そもそも、歯磨きだけだと汚れを落とせる割合は約60%といわれています。

歯間ブラシ、フロスを使うことでやっと100%に近くなるのです。

歯と歯の間にこびり付いた汚れは歯磨きだけでは落ちないため、補助器具は重要です。

さらに超音波歯ブラシを使うと、より汚れを落としやすくなります。

そしてセルフケアで落とせなかった汚れを、定期的に歯科でクリーニングしてもらえば、虫歯や歯周病になる確率はぐっと減ります。

幼い頃に虫歯が多いことは、高齢者になってからの残存歯数にも関わります。

厚生労働省と歯科医師会が進めている「8020運動」でも、日本人の残存歯数が少ないことが問題視され、「80歳になっても20本以上自分の歯を残そう」ということを目標に行われています。

虫歯の多さも残存歯数の少なさも、その原因は定期検診や歯のメンテナンスなどの予防歯科を受ける人が少ないことです。

一方、予防歯科の先進国であるスウェーデンでは、約90%の人が歯科検診・歯のクリーニングを定期的に受診し、70歳での残存歯数は20本を誇ります。

これは、保険診療で受けられる治療にこだわると、予防ができず歯を失ってしまう日本の問題を明らかにしているデータだといえます。

余談ですが、日本はお尻をきれいにする文化は世界一で、「ウォシュレット王国」といわれているのに、歯をきれいにすることに関しては意識が低いのです。

日本では「いい歯科衛生士」が育ちにくいという問題も

予防歯科では歯のクリーニングを歯科衛生士が担当することが多いですが、日本では技術力の高い歯科衛生士が育たないことも問題です。

歯科衛生士が育たない理由として、保険診療の医院では多くの患者をさばくために業務が過密になりがちで、仕事内容が明確でないということが挙げられます。
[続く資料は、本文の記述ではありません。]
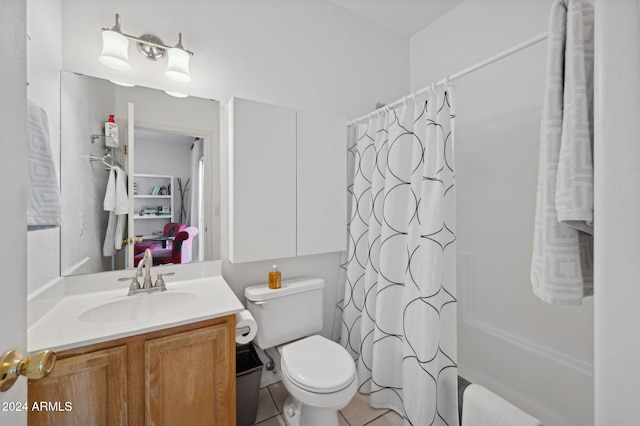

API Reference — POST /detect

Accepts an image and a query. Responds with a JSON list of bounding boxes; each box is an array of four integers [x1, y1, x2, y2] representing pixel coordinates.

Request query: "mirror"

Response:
[[60, 72, 220, 276]]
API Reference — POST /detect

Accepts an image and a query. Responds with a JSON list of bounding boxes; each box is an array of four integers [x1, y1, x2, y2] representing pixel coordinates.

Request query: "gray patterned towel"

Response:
[[531, 0, 593, 305], [27, 101, 60, 229]]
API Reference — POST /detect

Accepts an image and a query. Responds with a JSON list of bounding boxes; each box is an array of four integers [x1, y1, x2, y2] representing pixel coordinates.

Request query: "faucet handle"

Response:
[[118, 275, 140, 296], [154, 272, 176, 291]]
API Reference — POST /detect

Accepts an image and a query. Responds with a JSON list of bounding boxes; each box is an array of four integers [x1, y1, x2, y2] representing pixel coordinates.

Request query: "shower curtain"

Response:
[[338, 87, 458, 426]]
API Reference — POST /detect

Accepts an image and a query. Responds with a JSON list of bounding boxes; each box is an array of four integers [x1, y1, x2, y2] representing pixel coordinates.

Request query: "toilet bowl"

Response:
[[244, 278, 358, 426], [280, 335, 358, 426]]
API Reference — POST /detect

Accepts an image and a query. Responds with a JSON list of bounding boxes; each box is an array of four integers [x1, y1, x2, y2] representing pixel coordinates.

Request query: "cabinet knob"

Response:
[[0, 349, 56, 392]]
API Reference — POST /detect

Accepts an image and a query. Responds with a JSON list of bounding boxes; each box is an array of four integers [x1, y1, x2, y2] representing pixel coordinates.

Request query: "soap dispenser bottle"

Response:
[[269, 265, 282, 290]]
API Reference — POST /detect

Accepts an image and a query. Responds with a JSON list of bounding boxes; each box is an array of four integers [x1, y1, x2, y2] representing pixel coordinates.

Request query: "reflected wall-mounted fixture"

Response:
[[99, 13, 193, 83]]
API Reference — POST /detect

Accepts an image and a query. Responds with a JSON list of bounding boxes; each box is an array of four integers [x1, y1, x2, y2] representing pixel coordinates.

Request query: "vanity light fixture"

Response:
[[99, 13, 193, 83]]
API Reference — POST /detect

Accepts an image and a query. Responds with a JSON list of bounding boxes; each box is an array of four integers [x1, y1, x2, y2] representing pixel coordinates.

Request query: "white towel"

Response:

また、歯科衛生士を指導する機会をつくるのが難しいという側面もあります。

例えば歯科医師が一人しかいないようなクリニックでは、その分歯科衛生士の業務負担も増え、本来の歯科衛生士としての仕事ができず、腕を磨くこともできないといったケースも珍しくありません。

多忙が原因で離職してしまい、高いスキルをもった歯科衛生士が育ちにくくなるのです。

海外では、歯科衛生士が麻酔を打って、歯周病の歯石取りも行っているところもあります。

そういったことができると、責任感も出てきますし、患者の歯周病を自分が治せるという自信がつき、歯科衛生士という仕事へのやりがいも強くなるはずです。

これは患者というより医院側の問題になってしまいますが、日本でも歯科医師がきちんと指導して歯科衛生士を育てていけば、歯科界全体の技術力向上にもつながり、それが患者に還元されるのではないかと考えています。

自由診療で患者一人ひとりに時間をかけられるということは、スタッフがしっかりした知識と技術を身につける機会を確保することにもなるのです。